Multithreading is Hard (and You’re Probably Doing It Wrong)
I’ve never encountered a company that consistently does multithreading correctly. You might think that big, well-known Silicon Valley companies have it all figured out, but they make the same common mistakes as everyone else. Worse, they often miss these mistakes by not using ThreadSanitizer.
Multithreading is a textbook example of the Dunning-Kruger effect — you learn the basics, feel confident, and assume you’ve mastered it. But in reality, you’ve likely missed crucial details.
Use ThreadSanitizer Religiously
Skipping ThreadSanitizer is a slippery slope that leads to disaster. If you think, “False positives don’t matter,” you’ve already lost. There are no false positives if you do it correctly. Your application should be entirely free of any warnings.
Understand the Importance of Memory Barriers
Most developers know what a mutex is and how it orders operations across threads. However, few understand the memory barrier it provides, and even fewer understand how it relates to the underlying atomic variable.
A basic mutex is implemented like this:
#include <atomic>
class SimpleMutex {
std::atomic<bool> locked = {false};
public:
void lock() {
while (locked.exchange(true, std::memory_order_acquire)) {
// Busy-wait until it becomes false
}
}
void unlock() {
locked.store(false, std::memory_order_release);
}
};
To understand a mutex, you must understand atomics and their operations using load(acquire)
and store(release)
.
Why Are Memory Barriers Important?
CPUs will not read from or write to RAM unless necessary — they first use per-core SRAM caches.
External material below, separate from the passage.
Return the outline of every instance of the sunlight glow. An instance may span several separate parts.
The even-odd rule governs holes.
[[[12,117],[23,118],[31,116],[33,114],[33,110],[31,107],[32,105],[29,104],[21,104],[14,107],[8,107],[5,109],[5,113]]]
This means that if thread 1 modifies a variable, it might not be immediately visible to thread 2, even if the two are temporally synchronized (such as via sleep). To properly propagate changes across threads, you need:
- A load/acquire operation on the same atomic address in the receiving thread.
- A store/release operation on the same atomic address in the writing thread.
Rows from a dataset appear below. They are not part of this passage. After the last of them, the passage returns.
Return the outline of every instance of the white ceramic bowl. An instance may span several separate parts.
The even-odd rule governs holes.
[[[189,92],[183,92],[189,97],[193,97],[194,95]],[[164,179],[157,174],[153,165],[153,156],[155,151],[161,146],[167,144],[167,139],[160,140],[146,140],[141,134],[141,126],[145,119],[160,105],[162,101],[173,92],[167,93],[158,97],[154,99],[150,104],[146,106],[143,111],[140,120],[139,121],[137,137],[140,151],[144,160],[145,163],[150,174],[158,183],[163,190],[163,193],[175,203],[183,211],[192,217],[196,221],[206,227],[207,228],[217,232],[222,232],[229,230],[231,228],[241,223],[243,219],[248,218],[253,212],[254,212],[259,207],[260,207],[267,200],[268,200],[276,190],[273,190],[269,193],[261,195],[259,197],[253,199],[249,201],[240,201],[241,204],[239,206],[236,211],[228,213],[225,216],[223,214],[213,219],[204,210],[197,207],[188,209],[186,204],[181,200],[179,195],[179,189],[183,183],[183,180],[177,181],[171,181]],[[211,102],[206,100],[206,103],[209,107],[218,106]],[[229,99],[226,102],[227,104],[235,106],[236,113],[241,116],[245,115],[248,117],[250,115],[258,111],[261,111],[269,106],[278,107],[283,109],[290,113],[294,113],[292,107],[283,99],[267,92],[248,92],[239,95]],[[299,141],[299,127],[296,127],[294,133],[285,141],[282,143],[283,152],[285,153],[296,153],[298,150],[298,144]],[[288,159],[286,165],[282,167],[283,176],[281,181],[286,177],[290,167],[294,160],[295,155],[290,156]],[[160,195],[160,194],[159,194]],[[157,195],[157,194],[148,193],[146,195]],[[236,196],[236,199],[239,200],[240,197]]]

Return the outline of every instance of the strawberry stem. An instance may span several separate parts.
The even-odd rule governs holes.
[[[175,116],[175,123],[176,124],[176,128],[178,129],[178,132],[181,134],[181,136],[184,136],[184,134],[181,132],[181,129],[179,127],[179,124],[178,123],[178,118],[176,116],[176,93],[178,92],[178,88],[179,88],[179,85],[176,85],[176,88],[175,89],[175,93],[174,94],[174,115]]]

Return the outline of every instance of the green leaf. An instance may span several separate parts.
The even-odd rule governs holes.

The Address of an Atomic Defines Its Synchronization Universe
A mutex (and therefore any atomic variable) establishes its own isolated synchronization universe, or “communication channel”. To safely propagate data from one thread to another:
- The writing thread must wrap its write operation in a
store(release)
on the same atomic variable. - The reading thread must perform a
load(acquire)
on that same atomic variable.
Otherwise, the data may be stale, missing, or corrupt.
The Most Common Multithreading Mistake
Many developers correctly use a mutex when writing data, but fail to apply the same synchronization when reading it. This misunderstanding most likely comes from the idea that synchronization uses RAM as central stage of data exchange. As in, you synchronize to “flush” cache into RAM. So it naturally feels like a two step operation; write & read. And therefore it feels like reading the data is a separate step. It’s not. This is the wrong mental model.
Synchronization is not about flushing cache to RAM, in fact RAM is rarely even touched. CPUs directly synchronize with each other, without using RAM. And when you think about it like this, it makes a lot of sense that you must synchronize your reading part as you synchronize your writing part. Because both threads come together to propagate their caches (there is no middle man such as the RAM). You are synchronizing the local SRAM cache of one CPU directly with another CPU. And for this you must use the same mutex (or atomic). The mutex literally is your communication channel in which the data exchange is guaranteed.
Always ensure that reading shared data follows the same locking strategy as writing it.
Conclusion
If you take away only a few things from this:
- Always use ThreadSanitizer — there are no acceptable warnings.
- Memory barriers matter — understand how
load(acquire)
andstore(release)
work. - A mutex does more than synchronize time — it synchronizes memory.
- Reading shared data requires a mutex just as much as writing does.
Mastering multithreading isn’t just about avoiding race conditions — it’s about understanding memory models, atomic operations, and synchronization universes. If you ignore these principles, your code may seem to work — until it doesn’t.